21st Mar 2013

How should we read Sheryl Sandberg's Lean In?

Should we laud it or savage it? Is it a feminist call to arms, or does it perpetuate the stereotypes women have been trying for years to overcome? The recent release of Sheryl Sandberg’s first book Lean In: Women, Work and the Will to Lead has been causing a media furore for weeks, and the response has been wildly varying. With Lean In, Sandberg is essentially trying to answer the question: why are there less women than men in positions of economic and political power? While mentioning sexism and corporate obstacles, Sandberg also controversially attributes the gap to women holding themselves back by lacking the aggression to pursue opportunities. It is this view which has enraged her critics.

She writes of women, “We hold ourselves back in ways both big and small, by lacking self-confidence, by not raising our hands, and by pulling back when we should be leaning in… We internalize the negative messages we get throughout our lives, the messages that say it’s wrong to be outspoken, aggressive, more powerful than men.” By way of illustration Sandberg tells the story of being offered the COO position at Facebook. Pleased with the deal, she was intending on accepting without negotiation on the pay packet. However, her husband and brother-in-law told her that a man would never accept a first offer – he would push for more and expect more. Sandberg parked her timidity, pushed a little harder and came out with a much better deal.


Women hold about 17% of American Fortune 500 board seats, and about 14% of executive officer positions.
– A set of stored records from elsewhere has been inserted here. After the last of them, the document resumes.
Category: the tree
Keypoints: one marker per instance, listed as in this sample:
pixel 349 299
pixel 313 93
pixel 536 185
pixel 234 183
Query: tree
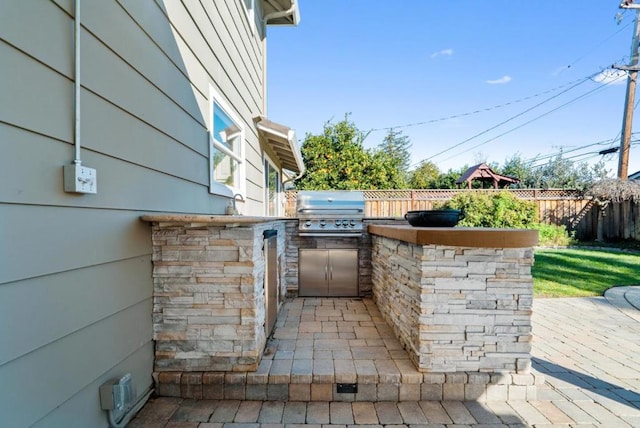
pixel 395 147
pixel 337 160
pixel 518 168
pixel 557 173
pixel 425 176
pixel 563 173
pixel 448 179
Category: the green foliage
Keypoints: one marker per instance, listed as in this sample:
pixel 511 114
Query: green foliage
pixel 337 160
pixel 551 235
pixel 395 149
pixel 558 173
pixel 493 210
pixel 425 176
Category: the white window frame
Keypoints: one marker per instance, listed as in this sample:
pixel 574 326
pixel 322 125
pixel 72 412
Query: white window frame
pixel 238 155
pixel 278 202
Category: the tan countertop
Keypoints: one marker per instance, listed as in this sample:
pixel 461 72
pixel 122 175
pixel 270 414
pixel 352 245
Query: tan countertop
pixel 209 219
pixel 458 236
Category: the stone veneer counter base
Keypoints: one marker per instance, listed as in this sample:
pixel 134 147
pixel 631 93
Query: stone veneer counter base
pixel 458 299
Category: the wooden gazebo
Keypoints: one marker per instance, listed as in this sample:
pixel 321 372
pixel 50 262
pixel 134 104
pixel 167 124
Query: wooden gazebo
pixel 484 174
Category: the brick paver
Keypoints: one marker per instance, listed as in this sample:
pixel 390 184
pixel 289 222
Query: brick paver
pixel 581 345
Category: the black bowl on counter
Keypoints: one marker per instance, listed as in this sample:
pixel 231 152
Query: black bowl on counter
pixel 434 218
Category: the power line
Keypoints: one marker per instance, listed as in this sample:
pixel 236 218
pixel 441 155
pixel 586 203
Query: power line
pixel 591 92
pixel 495 107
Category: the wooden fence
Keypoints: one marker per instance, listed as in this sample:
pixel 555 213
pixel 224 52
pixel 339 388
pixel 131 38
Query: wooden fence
pixel 555 206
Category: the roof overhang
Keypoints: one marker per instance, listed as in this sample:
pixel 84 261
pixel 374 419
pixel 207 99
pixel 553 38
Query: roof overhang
pixel 283 142
pixel 281 12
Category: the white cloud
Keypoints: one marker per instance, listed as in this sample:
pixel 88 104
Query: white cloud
pixel 501 81
pixel 612 77
pixel 443 52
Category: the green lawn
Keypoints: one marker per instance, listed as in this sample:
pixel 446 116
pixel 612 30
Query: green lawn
pixel 582 272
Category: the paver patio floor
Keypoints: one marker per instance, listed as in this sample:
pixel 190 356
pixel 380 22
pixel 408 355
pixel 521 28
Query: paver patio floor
pixel 587 348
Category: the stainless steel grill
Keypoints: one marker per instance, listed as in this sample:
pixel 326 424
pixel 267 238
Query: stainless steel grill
pixel 330 213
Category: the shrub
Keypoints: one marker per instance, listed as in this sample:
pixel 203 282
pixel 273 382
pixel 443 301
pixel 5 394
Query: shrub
pixel 502 209
pixel 551 235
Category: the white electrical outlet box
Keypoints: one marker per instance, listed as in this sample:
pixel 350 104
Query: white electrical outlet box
pixel 80 179
pixel 118 394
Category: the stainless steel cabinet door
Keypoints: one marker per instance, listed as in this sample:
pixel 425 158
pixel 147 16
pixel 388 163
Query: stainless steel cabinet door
pixel 343 273
pixel 313 276
pixel 328 273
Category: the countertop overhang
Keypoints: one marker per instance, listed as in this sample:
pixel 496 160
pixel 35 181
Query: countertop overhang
pixel 476 237
pixel 218 220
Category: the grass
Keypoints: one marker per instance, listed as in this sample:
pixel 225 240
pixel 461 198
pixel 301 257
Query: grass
pixel 581 272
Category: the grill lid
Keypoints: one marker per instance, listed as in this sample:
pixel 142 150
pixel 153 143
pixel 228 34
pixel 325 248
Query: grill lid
pixel 330 213
pixel 347 202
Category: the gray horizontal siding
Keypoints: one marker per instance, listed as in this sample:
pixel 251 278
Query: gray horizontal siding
pixel 36 384
pixel 83 405
pixel 83 297
pixel 122 184
pixel 75 281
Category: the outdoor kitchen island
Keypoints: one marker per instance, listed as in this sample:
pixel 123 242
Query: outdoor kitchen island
pixel 458 299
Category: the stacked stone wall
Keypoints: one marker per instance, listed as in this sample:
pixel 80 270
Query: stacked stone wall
pixel 457 309
pixel 209 300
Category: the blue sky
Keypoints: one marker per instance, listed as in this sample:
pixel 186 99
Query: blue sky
pixel 432 63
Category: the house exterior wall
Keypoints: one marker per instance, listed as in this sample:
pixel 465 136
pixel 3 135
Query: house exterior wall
pixel 75 272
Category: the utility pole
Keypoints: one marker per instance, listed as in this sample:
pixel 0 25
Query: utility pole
pixel 632 79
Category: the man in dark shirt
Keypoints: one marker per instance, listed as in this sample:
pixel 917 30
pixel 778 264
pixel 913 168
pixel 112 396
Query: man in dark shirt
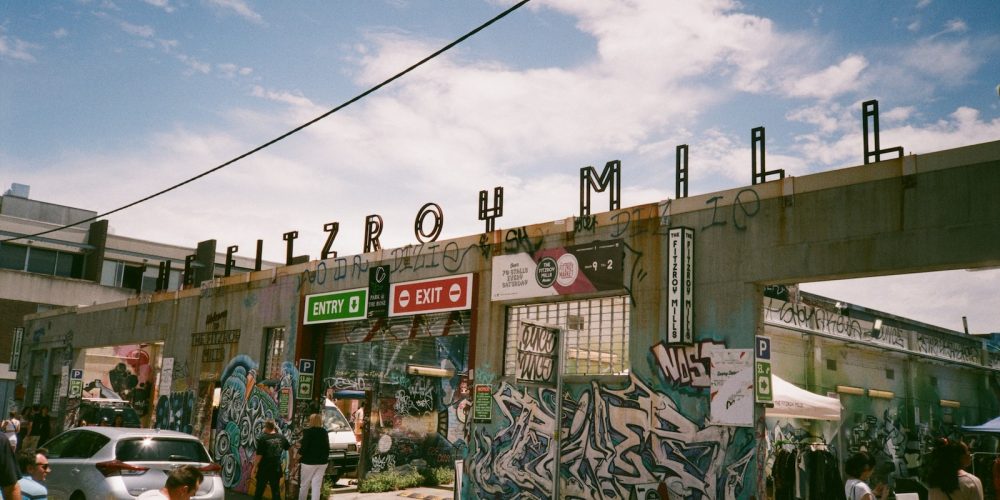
pixel 267 461
pixel 9 474
pixel 41 426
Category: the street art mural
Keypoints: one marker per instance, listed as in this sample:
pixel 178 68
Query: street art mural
pixel 416 418
pixel 245 404
pixel 619 442
pixel 175 411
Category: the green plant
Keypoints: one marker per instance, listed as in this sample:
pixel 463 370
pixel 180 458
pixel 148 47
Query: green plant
pixel 438 476
pixel 389 481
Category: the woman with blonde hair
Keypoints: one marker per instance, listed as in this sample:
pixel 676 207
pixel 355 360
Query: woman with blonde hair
pixel 946 478
pixel 314 450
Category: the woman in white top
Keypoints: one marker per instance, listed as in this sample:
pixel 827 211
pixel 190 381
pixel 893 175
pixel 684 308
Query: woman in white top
pixel 10 428
pixel 946 478
pixel 859 468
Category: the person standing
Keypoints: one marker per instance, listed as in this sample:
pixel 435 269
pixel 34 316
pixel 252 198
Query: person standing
pixel 41 428
pixel 859 469
pixel 945 477
pixel 11 427
pixel 267 461
pixel 34 466
pixel 9 475
pixel 182 484
pixel 314 450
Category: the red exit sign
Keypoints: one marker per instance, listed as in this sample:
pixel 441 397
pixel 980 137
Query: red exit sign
pixel 452 293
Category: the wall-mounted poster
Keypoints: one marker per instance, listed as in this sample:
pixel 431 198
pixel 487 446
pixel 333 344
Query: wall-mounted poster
pixel 587 268
pixel 732 387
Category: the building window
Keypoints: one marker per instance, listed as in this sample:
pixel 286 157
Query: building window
pixel 42 261
pixel 595 332
pixel 274 352
pixel 13 257
pixel 111 273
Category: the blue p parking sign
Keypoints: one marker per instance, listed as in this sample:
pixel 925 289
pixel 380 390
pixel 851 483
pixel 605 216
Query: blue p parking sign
pixel 763 347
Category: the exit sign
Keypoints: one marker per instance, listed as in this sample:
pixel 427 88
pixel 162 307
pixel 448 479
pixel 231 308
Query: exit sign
pixel 331 307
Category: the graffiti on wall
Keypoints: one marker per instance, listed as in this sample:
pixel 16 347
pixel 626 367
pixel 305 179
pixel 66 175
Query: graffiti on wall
pixel 686 365
pixel 175 411
pixel 245 404
pixel 619 442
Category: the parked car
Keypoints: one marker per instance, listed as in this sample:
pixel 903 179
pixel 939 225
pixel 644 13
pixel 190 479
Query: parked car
pixel 343 444
pixel 94 410
pixel 121 463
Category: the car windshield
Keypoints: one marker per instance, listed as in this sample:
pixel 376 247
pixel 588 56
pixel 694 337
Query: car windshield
pixel 161 450
pixel 334 420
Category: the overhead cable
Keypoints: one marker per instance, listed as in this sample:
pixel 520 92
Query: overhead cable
pixel 292 131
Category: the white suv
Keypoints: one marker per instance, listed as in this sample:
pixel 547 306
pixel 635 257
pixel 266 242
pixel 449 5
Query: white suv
pixel 122 463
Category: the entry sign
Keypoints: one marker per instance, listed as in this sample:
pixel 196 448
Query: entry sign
pixel 331 307
pixel 15 352
pixel 451 293
pixel 307 366
pixel 75 384
pixel 763 385
pixel 482 408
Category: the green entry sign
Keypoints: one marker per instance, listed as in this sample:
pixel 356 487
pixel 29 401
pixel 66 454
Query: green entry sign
pixel 336 306
pixel 482 405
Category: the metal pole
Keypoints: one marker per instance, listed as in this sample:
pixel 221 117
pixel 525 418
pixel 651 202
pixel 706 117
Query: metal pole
pixel 558 432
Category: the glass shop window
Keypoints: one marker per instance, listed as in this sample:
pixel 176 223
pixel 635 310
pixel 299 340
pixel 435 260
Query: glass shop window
pixel 596 333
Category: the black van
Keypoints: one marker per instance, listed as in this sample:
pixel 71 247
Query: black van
pixel 97 410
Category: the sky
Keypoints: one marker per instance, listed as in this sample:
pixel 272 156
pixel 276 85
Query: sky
pixel 105 102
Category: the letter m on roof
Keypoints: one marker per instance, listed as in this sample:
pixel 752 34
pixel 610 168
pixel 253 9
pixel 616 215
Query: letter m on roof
pixel 610 178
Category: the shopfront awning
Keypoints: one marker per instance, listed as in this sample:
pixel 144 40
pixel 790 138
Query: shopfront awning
pixel 993 426
pixel 792 402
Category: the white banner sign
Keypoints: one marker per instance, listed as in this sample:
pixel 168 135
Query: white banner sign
pixel 732 387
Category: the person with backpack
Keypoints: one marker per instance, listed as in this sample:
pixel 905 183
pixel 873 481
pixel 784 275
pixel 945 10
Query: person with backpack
pixel 10 428
pixel 267 461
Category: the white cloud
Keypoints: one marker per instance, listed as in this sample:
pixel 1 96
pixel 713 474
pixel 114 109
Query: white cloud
pixel 162 4
pixel 238 7
pixel 142 31
pixel 230 70
pixel 194 65
pixel 898 114
pixel 830 82
pixel 15 48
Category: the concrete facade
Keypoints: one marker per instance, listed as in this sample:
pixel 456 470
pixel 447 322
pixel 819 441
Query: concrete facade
pixel 636 410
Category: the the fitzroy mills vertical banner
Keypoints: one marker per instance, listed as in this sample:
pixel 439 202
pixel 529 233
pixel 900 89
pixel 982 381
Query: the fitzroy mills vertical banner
pixel 680 285
pixel 537 353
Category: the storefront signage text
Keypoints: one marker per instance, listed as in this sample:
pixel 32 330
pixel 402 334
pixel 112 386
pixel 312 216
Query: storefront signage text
pixel 215 338
pixel 587 268
pixel 451 293
pixel 482 408
pixel 332 307
pixel 680 288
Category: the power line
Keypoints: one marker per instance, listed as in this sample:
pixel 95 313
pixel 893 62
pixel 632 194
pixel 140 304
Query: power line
pixel 292 131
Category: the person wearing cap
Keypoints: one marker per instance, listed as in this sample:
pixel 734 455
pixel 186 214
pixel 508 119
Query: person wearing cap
pixel 182 484
pixel 34 466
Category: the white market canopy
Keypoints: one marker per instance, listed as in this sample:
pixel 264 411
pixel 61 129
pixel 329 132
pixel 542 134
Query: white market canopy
pixel 992 426
pixel 793 402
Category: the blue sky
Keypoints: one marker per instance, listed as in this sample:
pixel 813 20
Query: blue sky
pixel 104 102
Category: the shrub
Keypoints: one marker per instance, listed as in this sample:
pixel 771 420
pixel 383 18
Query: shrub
pixel 389 481
pixel 438 476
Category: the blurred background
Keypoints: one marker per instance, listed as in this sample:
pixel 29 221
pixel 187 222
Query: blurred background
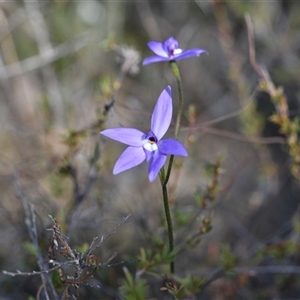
pixel 69 69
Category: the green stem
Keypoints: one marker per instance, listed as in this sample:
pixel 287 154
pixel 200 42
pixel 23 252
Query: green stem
pixel 176 73
pixel 168 217
pixel 164 178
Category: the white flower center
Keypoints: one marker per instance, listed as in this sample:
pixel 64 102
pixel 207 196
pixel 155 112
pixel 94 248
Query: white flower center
pixel 177 51
pixel 150 146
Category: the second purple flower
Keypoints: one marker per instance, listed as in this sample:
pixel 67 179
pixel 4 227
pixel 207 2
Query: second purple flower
pixel 148 146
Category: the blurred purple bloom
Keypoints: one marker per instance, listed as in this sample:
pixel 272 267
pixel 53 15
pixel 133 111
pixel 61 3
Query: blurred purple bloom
pixel 169 51
pixel 148 146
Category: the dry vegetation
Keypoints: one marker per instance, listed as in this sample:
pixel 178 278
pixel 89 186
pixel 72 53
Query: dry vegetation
pixel 69 69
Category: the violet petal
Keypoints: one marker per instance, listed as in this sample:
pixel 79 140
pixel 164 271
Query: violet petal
pixel 155 165
pixel 130 158
pixel 171 147
pixel 162 114
pixel 128 136
pixel 153 59
pixel 158 48
pixel 189 53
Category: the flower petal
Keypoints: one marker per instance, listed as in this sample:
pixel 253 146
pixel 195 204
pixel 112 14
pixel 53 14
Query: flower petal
pixel 162 114
pixel 189 53
pixel 158 48
pixel 128 136
pixel 171 44
pixel 155 165
pixel 153 59
pixel 172 147
pixel 130 158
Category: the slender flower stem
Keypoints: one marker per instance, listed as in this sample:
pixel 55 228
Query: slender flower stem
pixel 164 177
pixel 176 74
pixel 168 217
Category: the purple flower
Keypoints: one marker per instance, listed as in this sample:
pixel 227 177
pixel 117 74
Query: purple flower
pixel 169 51
pixel 148 146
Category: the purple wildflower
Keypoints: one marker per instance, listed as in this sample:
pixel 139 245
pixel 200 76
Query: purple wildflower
pixel 148 146
pixel 169 51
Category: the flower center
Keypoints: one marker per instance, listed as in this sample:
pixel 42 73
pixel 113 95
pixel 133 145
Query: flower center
pixel 150 141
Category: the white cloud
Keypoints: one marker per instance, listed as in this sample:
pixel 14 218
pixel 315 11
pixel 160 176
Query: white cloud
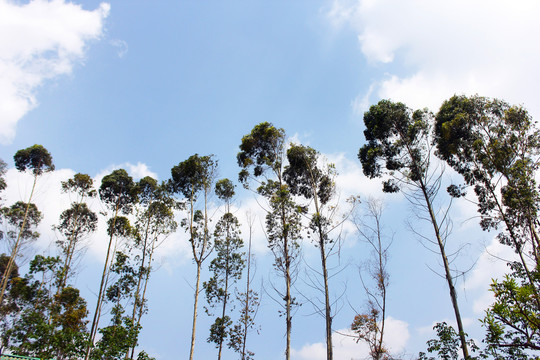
pixel 51 202
pixel 121 46
pixel 345 345
pixel 39 41
pixel 484 47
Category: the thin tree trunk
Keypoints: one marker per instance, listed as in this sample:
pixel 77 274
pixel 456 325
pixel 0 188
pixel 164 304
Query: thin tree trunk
pixel 192 348
pixel 97 313
pixel 138 288
pixel 9 267
pixel 448 274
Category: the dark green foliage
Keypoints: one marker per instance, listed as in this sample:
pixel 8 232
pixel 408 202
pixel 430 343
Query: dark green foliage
pixel 495 147
pixel 35 158
pixel 193 175
pixel 14 216
pixel 80 184
pixel 226 269
pixel 118 191
pixel 75 222
pixel 512 322
pixel 399 139
pixel 396 137
pixel 43 324
pixel 260 150
pixel 144 356
pixel 305 177
pixel 117 338
pixel 126 279
pixel 488 140
pixel 447 346
pixel 225 190
pixel 3 169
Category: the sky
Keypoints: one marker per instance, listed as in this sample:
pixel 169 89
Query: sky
pixel 143 85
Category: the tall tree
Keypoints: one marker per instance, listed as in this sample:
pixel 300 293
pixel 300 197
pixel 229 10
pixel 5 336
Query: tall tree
pixel 3 184
pixel 154 221
pixel 398 139
pixel 75 223
pixel 226 267
pixel 37 160
pixel 193 178
pixel 261 156
pixel 248 301
pixel 306 176
pixel 46 325
pixel 118 193
pixel 370 326
pixel 496 148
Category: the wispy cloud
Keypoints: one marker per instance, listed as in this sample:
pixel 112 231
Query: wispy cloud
pixel 38 41
pixel 442 48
The US Congress is 82% male.  93% of executive board members in the FTSE 100 are men: there are only 2 female executives.

There is a dearth of women in positions of power.

Every major and minor media outlet has been airing their opinion on Sandberg and Lean In for weeks. So this book has gotten women and men worked up about the issue of women and work. This can only be a good thing. Whatever your view of Lean In, it has started a dialogue. And a dialogue will fight stagnation.